Saat pamit, perempuan muda nan cantik itu ingat apa yang hendak disampaikannya, tetapi kemudian dia urungkan niatnya itu,  karena hatinya tiba-tiba dibebani oleh keinginan yang sama terhadap Kiai Kambali. Seperti hasratnya terhadap Jafar dan pemuda dekil itu. Sepanjang perjalanan pulang, batinnya terasa tumpang tindih, pikirannya tak tentu arah. Tetapi ia mencoba membuat keputusan.

Ketika malam tiba, perempuan muda itu ingat pesan gurunya, bahwa dia bisa membuka pintu kamar khusus yang selama ini terkunci. Maka, didorong oleh rasa penasaran, dibukanya pintu kamar yang selama ini terkunci rapat.

Begitu masuk ke dalam kamar, tiba-tiba seluruh kesadarannya adalah semua jenis kebahagiaan seorang perempuan yang memimpikan pernikahan. Dia melihat dirinya bersanding berjajar di tengah-tengah diapit bersama Jafar, pemuda dekil dan Kiai Kambali. Dalam sebuah pelaminan yang indah itu, matanya seolah-olah melihat bunga-bunga yang berasal dari kebun bunganya. Di dalam pesta itu tampak pula dayang-dayang yang berdiri berjajar di depan pelaminan. Tubuhnya bergetar, sulit sekali rasanya benaknya memahami itu semua. Dengan perasaan yang seperti diayun-ayun, dia mencoba bertanya mengapa bisa menikahi tiga pria sekaligus dalam seketika. Tapi seluruh pertanyaannya itu tiba-tiba lenyap begitu saja ketika dirinyaerasakan betapa seluruh hasrat, rasa senang dan bahagianya telah mencapai puncaknya tanpa bisa dipungkiri.
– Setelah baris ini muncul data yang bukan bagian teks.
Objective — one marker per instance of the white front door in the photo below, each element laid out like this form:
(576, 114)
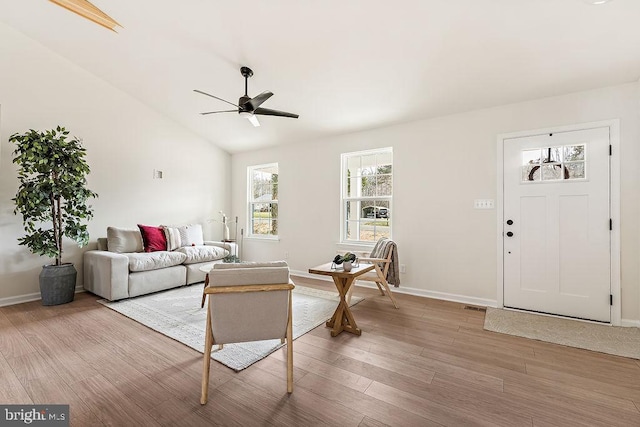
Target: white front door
(556, 227)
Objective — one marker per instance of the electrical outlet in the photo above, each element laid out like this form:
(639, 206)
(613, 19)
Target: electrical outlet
(483, 204)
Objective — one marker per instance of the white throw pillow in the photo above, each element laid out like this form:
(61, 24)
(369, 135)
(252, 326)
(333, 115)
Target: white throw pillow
(191, 235)
(173, 237)
(121, 240)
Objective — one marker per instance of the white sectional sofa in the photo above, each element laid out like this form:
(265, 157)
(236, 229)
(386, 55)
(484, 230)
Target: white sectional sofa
(120, 268)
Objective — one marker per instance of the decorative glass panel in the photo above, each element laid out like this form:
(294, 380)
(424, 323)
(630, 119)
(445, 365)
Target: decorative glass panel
(551, 172)
(573, 153)
(352, 230)
(531, 173)
(263, 200)
(384, 184)
(551, 155)
(576, 170)
(554, 163)
(530, 157)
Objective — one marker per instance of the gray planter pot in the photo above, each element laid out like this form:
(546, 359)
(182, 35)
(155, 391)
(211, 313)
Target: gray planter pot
(57, 284)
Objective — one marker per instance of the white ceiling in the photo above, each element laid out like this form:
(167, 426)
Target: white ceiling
(342, 65)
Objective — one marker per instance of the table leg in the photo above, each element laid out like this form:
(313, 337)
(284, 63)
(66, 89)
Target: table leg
(342, 319)
(204, 296)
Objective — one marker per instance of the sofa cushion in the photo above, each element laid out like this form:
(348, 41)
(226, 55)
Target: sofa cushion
(121, 240)
(153, 238)
(195, 254)
(154, 260)
(191, 235)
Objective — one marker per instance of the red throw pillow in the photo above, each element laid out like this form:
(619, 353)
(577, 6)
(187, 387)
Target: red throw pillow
(153, 238)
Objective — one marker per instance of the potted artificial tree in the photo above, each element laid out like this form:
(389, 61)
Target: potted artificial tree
(52, 198)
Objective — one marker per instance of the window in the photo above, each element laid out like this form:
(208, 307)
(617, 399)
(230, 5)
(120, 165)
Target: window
(367, 189)
(553, 163)
(263, 200)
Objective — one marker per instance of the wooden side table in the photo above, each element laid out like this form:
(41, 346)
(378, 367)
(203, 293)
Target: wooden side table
(342, 319)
Ketiga pria itu baginya sama saja.

Tak ada yang bercerita bagaimana perempuan muda nan cantik itu berbagi ranjang.

 Cerita yang ada adalah, dia hidup bahagia berlimpah kekayaan bersama tiga suami yang tak pernah disaksikan secara nyata oleh masyarakat sekitarnya.

Demikianlah, kisah perempuan muda nan cantik itu terus diceritakan, dengan tambahan bumbu-bumbu yang setiap waktu bisa berubah rasa dan ceritanya, oleh para ibu yang terpesona dan cemburu dengan keberuntungan perempuan muda nan cantik itu. Juga oleh para pemuda pengangguran yang nestapa dan tak bahagia karena ditolak cintanya, dan juga karena kemiskinan yang mendera. Kisah itu terus diucapkan, setiap saat, setiap waktu dan ketika mereka sempat.
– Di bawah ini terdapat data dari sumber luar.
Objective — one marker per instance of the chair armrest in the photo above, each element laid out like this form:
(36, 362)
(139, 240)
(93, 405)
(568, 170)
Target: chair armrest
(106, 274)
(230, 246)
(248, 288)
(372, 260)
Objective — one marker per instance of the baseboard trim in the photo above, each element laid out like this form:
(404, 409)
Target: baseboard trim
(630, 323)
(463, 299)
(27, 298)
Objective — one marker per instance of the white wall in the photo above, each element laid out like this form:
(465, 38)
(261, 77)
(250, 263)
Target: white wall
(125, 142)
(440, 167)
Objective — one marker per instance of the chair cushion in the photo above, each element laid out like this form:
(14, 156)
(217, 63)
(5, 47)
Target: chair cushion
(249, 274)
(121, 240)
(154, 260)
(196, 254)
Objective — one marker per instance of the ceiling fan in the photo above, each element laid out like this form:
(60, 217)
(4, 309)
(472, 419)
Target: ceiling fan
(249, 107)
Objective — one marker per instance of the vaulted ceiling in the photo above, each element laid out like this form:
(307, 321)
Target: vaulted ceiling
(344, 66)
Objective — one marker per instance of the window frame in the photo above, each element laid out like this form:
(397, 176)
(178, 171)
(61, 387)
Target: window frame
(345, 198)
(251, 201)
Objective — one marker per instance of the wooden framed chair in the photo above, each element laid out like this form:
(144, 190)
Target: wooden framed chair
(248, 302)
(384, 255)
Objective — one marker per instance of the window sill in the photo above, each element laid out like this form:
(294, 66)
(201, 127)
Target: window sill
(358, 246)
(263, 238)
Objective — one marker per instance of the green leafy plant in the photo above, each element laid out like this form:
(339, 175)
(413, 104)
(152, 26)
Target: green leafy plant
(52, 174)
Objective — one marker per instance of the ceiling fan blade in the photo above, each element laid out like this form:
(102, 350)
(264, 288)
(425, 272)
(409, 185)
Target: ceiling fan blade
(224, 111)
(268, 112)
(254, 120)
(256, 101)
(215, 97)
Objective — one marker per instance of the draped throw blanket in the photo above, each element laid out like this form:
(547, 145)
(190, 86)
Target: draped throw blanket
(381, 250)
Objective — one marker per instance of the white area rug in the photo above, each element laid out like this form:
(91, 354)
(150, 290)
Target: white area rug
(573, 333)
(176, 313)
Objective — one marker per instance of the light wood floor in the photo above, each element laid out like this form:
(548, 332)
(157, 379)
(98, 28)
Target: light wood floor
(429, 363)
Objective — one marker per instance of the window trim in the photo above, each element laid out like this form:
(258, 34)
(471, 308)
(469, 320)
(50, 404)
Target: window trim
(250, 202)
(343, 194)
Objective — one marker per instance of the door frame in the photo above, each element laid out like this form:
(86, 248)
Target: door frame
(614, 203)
Sebagian dari mereka yang memiliki nyali, kemudian datang untuk melihat kebenarannya di kebun bunga yang diurus oleh pemuda cakap mirip Kiai Kambali dan mengaku bernama Bendro. Terkadang Jafar.
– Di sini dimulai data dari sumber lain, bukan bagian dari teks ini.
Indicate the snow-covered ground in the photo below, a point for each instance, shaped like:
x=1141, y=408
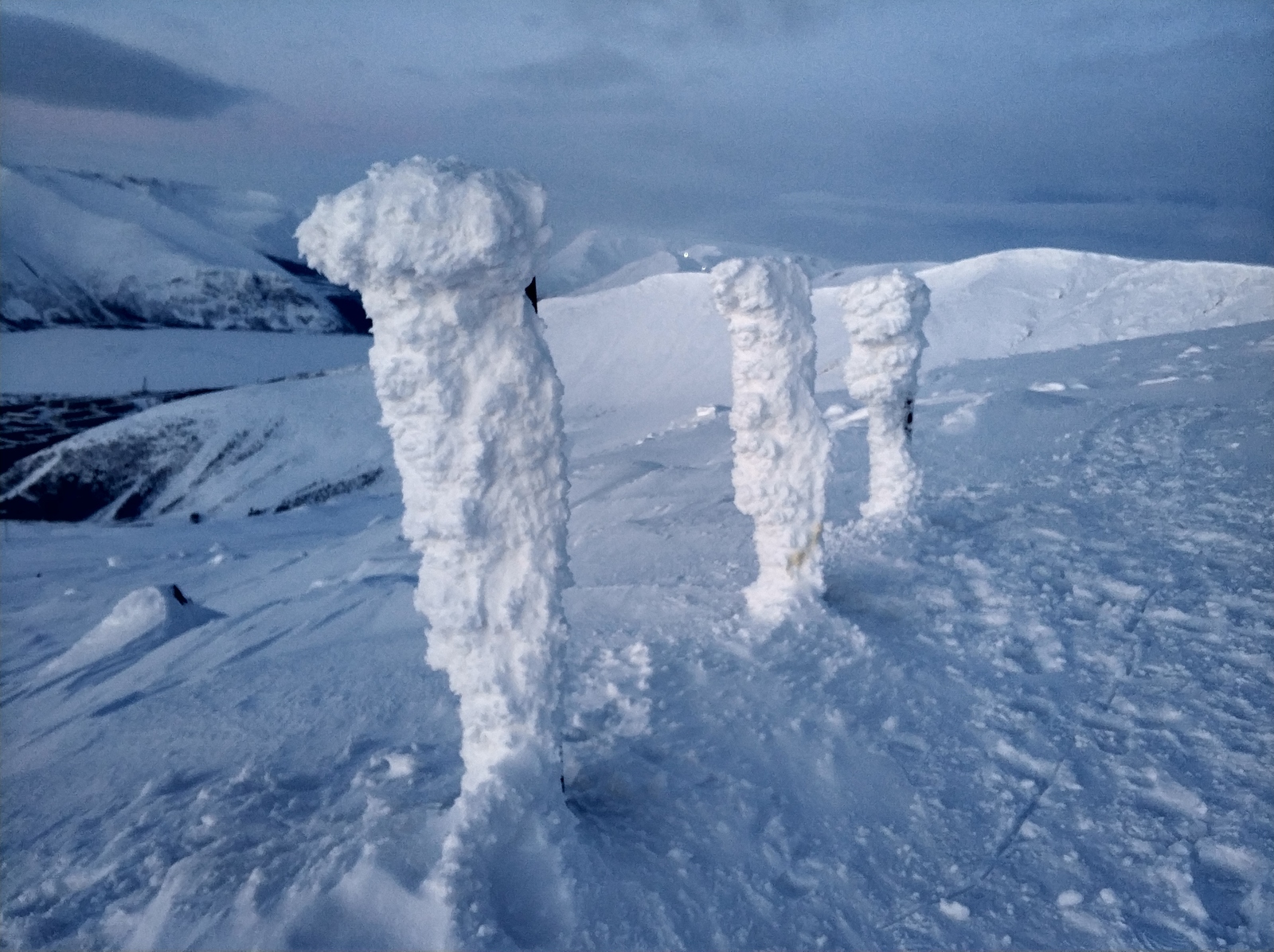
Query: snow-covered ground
x=93, y=361
x=88, y=250
x=1044, y=716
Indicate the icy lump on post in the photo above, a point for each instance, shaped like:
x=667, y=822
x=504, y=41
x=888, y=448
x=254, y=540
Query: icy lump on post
x=883, y=317
x=781, y=444
x=441, y=253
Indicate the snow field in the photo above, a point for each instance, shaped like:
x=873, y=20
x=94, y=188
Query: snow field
x=1059, y=685
x=883, y=316
x=441, y=253
x=780, y=441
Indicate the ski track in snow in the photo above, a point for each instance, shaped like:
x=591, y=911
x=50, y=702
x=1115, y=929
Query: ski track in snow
x=1040, y=720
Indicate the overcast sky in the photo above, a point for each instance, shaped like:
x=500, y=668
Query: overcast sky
x=863, y=131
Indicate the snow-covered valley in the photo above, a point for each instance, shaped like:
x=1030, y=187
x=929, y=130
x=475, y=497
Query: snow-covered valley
x=1041, y=718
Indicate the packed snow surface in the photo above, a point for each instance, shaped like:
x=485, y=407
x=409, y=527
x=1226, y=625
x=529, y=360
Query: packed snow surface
x=88, y=250
x=640, y=358
x=780, y=441
x=441, y=253
x=1040, y=718
x=885, y=317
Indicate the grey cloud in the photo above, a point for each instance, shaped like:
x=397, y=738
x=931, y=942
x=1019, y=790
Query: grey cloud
x=64, y=65
x=681, y=21
x=584, y=70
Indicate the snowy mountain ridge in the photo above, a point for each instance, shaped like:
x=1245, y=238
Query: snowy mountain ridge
x=88, y=250
x=1038, y=720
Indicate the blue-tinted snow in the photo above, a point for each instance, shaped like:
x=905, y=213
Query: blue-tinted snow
x=1042, y=720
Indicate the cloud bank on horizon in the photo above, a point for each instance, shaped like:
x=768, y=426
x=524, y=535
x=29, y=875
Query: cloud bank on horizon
x=876, y=131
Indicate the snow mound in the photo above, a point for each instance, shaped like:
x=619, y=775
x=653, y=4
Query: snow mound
x=592, y=256
x=635, y=359
x=1038, y=299
x=641, y=358
x=241, y=452
x=147, y=615
x=88, y=250
x=662, y=263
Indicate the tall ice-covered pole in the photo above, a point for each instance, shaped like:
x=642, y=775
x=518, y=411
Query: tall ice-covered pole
x=883, y=317
x=441, y=253
x=781, y=444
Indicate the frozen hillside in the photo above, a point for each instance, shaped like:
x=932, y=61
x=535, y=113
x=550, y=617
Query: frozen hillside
x=1040, y=718
x=95, y=361
x=641, y=358
x=240, y=452
x=635, y=361
x=95, y=251
x=599, y=259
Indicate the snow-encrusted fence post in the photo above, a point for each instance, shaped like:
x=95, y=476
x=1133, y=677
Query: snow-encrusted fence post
x=883, y=316
x=781, y=444
x=441, y=253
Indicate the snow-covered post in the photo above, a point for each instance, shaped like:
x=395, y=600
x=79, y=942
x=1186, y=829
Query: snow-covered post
x=883, y=316
x=441, y=253
x=781, y=444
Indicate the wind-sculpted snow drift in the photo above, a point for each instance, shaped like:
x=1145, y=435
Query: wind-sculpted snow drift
x=883, y=316
x=441, y=253
x=781, y=443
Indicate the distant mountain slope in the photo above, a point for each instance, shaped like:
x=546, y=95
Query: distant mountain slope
x=639, y=358
x=239, y=452
x=87, y=250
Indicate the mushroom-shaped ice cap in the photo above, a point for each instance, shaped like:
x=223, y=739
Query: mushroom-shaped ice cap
x=757, y=284
x=428, y=224
x=883, y=307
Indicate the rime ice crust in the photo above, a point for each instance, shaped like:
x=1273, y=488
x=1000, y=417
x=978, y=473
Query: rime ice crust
x=468, y=391
x=883, y=317
x=428, y=224
x=781, y=444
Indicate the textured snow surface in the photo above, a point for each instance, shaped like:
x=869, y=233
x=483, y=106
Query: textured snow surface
x=80, y=248
x=781, y=444
x=428, y=224
x=1041, y=718
x=441, y=253
x=885, y=317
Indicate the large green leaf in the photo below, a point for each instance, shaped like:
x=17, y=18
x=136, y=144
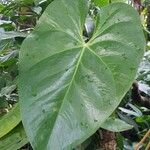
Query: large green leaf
x=10, y=120
x=67, y=87
x=115, y=125
x=14, y=140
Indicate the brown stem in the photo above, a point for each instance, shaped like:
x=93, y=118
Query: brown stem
x=108, y=140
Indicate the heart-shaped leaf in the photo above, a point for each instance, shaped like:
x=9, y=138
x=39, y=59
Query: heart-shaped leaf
x=68, y=87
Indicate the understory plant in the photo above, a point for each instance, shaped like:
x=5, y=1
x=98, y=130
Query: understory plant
x=75, y=66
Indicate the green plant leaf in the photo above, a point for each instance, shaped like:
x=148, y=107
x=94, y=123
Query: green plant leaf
x=10, y=120
x=102, y=3
x=67, y=87
x=14, y=140
x=115, y=125
x=11, y=34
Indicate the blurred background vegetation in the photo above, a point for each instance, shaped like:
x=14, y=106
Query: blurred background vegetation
x=17, y=19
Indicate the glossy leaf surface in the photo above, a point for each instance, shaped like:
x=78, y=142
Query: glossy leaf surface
x=10, y=120
x=115, y=125
x=14, y=140
x=67, y=87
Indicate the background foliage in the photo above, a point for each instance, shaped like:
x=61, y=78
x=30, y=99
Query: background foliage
x=17, y=20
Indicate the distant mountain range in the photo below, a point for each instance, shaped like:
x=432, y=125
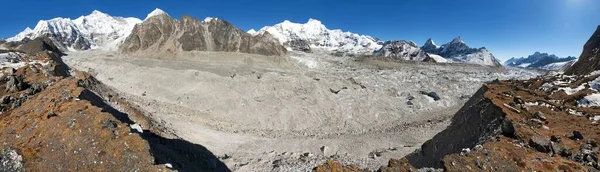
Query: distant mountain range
x=102, y=31
x=160, y=33
x=94, y=31
x=542, y=61
x=314, y=35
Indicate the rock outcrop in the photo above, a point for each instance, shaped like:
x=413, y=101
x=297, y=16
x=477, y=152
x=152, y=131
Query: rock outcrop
x=402, y=50
x=315, y=35
x=458, y=51
x=52, y=121
x=589, y=61
x=161, y=33
x=542, y=61
x=96, y=30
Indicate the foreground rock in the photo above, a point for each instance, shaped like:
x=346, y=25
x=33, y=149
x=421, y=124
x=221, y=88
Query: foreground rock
x=52, y=121
x=516, y=126
x=162, y=34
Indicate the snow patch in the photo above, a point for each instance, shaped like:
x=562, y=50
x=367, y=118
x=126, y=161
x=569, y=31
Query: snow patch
x=438, y=58
x=209, y=19
x=156, y=12
x=252, y=32
x=571, y=91
x=319, y=36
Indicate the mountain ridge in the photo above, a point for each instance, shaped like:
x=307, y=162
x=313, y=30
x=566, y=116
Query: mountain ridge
x=96, y=30
x=160, y=33
x=541, y=61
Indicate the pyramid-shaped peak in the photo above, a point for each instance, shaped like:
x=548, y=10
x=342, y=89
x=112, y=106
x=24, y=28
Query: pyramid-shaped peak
x=430, y=42
x=457, y=40
x=313, y=21
x=156, y=12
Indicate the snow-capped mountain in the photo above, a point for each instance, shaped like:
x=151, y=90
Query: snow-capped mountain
x=96, y=30
x=458, y=51
x=542, y=61
x=159, y=33
x=402, y=50
x=430, y=46
x=296, y=36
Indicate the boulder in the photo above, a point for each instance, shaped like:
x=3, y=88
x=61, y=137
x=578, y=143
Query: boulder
x=540, y=144
x=15, y=83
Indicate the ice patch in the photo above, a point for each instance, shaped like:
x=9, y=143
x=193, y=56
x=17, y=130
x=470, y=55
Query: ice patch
x=310, y=63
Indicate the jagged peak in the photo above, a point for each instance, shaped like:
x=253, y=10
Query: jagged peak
x=457, y=40
x=209, y=19
x=252, y=32
x=430, y=42
x=156, y=12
Sebagian masyarakat yang lain, berbondong-bondong mendatangi pondok Kiai Kambali untuk meminta mantra-mantra tertentu agar bernasib sama seperti perempuan muda nan cantik itu. Sebagian yang lain, bahkan  nekad pergi ke gua di tepi Sungai Silugonggo untuk bertirakat, meniru laku Kiai Kambali, dengan harapan mendapatkan kesaktian yang mampu menaklukkan dunia yang keras ini. Semua itu berkat kisah cinta perempuan yang diberkati Kiai Kambali. Seorang kiai, yang bila berjalan, selalu diringi seribu jin –yang semua itu, bisa dilihat oleh semua mahluk di dunia ini kecuali manusia.